The two are involved with the Aenon Baptist Church and have worked with children in their congregation for the past 20 years. The church has agreed to help them by becoming part of the mission through fundraising, but it has also become directly invested and involved. “It’s been a really big help, and they really have taken it on as their own project. It’s not helping Kelly and Dave; it’s helping the children,” said Ms Moore of the church’s support.

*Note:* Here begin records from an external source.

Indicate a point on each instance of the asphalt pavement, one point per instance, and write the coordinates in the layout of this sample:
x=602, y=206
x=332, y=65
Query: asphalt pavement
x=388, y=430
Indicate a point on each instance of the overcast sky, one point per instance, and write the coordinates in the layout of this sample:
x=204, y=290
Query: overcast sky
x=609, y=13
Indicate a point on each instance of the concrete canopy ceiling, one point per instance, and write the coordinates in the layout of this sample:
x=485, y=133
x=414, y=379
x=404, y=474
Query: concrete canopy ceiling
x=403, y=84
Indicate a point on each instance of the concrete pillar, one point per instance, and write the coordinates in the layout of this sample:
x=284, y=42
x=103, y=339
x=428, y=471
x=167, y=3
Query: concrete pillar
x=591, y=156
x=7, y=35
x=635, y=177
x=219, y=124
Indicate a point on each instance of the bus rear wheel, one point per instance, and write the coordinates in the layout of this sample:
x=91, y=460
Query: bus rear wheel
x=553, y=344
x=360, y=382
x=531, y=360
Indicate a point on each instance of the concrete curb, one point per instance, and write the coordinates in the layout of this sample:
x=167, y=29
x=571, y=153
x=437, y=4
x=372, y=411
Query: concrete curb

Kamp Tumaini, which takes its name from the Swahili word for “hope,” will be held at a secondary school in the hills of Gituru. When the British first occupied this area, it was used for growing tea, which is an activity that continues. The camp will facilate 96 children and 17 youth workers aged 18 to 30 during two separate weeks. The first camp is for nine to 12 year olds, and the second for 12 to 16 year olds. The camp plans to continue for the next three years.

The couple will start their trip in Toronto, where they will meet the other team members for one day. There are 17 Canadian volunteers ranging in age from 17 to 55 serving as camp counsellors. They will all depart together. Ms Moore said there was a high percentage of people participating from the Maritimes, “probably about 75 per cent.”

Mr. Moore works in sales for an industrial supply company and Ms Moore is a commercial interior designer. They both have made a habit and hobby of volunteering as much as they can in their spare time.

“We’ve been very blessed in our lives and so we’d like to share, and sharing your time is a lot more difficult than sharing your money, but it’s much more rewarding as well,” said Ms Moore. “I just can’t imagine what it’s like, so I expect it will be an amazing experience for us. We’ll probably get more out of it than the children will, to be perfectly honest.”